04- Ma come è possibile che il processo si tenga a Verona?

Si tiene a Verona perché il sito che nel 2019 ha ospitato la mia inchiesta sull’omicidio di Mino Pecorelli aveva sede legale a Verona, purtroppo.


05- Che cosa è stato l'omicidio Pecorelli e perché va considerato uno snodo non solo uno snodo della storia politica del Paese ma della storia italiana tout-court?

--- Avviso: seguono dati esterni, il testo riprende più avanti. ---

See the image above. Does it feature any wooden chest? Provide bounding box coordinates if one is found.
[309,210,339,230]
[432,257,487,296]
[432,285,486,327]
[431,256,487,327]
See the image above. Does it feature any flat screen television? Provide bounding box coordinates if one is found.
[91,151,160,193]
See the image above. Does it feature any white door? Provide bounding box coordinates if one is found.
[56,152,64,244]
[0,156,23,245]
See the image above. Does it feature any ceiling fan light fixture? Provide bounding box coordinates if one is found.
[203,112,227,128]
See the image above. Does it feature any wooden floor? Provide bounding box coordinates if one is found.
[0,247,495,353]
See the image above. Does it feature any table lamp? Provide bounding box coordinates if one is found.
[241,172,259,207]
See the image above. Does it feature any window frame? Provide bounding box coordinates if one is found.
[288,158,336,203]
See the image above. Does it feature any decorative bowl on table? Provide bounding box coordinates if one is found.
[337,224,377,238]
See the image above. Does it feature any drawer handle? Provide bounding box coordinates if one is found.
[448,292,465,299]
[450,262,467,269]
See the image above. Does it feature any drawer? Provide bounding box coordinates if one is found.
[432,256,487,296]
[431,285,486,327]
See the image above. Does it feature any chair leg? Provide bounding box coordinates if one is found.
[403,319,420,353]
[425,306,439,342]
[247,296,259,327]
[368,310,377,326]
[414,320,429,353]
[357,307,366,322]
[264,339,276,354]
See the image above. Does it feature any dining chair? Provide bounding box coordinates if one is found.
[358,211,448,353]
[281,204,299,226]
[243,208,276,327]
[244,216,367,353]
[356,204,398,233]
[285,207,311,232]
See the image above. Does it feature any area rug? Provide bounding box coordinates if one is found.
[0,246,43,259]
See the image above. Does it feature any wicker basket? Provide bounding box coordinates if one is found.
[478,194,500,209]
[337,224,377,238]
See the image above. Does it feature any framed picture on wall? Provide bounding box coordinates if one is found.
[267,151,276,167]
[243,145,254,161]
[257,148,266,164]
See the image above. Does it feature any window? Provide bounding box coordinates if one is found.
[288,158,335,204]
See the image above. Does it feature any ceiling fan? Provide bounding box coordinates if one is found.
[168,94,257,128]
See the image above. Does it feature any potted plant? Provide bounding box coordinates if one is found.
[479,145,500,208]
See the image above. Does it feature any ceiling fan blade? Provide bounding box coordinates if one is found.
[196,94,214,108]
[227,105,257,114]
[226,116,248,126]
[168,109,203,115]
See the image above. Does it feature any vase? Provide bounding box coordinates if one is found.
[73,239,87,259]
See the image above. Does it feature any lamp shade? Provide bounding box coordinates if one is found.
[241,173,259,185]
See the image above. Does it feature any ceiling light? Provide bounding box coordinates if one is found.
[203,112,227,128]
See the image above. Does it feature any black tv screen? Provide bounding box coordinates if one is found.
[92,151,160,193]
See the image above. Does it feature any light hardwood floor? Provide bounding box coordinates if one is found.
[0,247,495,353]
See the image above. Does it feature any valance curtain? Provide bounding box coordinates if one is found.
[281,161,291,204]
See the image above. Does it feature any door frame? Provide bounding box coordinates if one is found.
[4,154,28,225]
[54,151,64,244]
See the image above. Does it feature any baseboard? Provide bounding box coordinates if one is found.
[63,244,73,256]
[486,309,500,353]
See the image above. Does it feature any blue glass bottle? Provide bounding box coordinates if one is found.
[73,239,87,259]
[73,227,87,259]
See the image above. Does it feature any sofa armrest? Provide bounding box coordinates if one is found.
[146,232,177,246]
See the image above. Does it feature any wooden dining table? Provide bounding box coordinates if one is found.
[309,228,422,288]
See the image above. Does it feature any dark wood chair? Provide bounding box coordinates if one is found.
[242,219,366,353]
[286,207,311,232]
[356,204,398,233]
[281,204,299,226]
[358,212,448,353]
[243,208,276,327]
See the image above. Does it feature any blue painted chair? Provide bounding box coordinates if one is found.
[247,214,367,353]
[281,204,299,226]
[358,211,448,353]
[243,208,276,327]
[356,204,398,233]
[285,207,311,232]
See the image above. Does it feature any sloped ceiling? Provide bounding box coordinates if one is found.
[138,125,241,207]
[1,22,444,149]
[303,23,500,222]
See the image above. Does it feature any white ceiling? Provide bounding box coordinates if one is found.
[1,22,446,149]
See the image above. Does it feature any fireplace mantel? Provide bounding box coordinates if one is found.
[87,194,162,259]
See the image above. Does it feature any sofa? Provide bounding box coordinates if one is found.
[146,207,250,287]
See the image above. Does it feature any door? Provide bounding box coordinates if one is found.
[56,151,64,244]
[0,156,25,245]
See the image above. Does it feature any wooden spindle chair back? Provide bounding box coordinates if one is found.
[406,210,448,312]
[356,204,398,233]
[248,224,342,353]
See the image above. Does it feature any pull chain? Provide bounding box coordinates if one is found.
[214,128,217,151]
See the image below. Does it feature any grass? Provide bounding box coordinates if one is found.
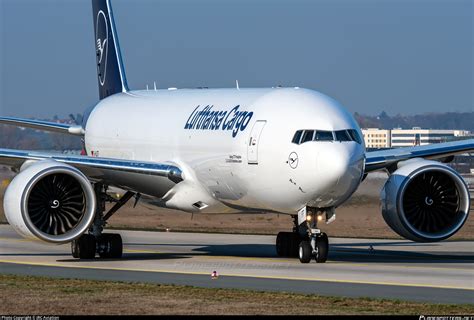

C'è un filo rosso (e nero!) che lega il lungo decennio 1969-'80. Erano i cosiddetti anni di piombo, della “strategia della tensione”... erano gli anni dei tentativi di colpi di Stato. Del terrorismo. Dei nostri servizi segreti asserviti agli interessi degli Stati Uniti. Mino Pecorelli era partito dall’omicidio di Aldo Moro ed era tornato indietro, fino alla strage di Piazza Fontana, passando per il golpe borghese del 1970 e aveva individuato quel filo invisibile che arriva fino alla strage alla stazione di Bologna. Si era messo sulle tracce dei veri responsabili di quegli anni di terrore. E per le sue ricerche finite nei suoi articoli lo hanno condannato a morte. Dunque i mandanti dell’omicidio del giornalista Mino Pecorelli vanno cercati nel cuore del “doppio stato” e del suo regista: la P2 e Licio Gelli. E processare, oggi, il suo assassino significa portare alla luce e chiarire molti fatti tragici della nostra Repubblica. 


06- Ritieni quello della procura veronese un atteggiamento preconcetto dietro al quale si cela un secondo fine?

Credo che legge e giustizia non siano la stessa cosa. Credo che a volte bisognerebbe avere il coraggio di scegliere da che parte stare. Detto questo, credo che Verona sia ancora, purtroppo, una città nera.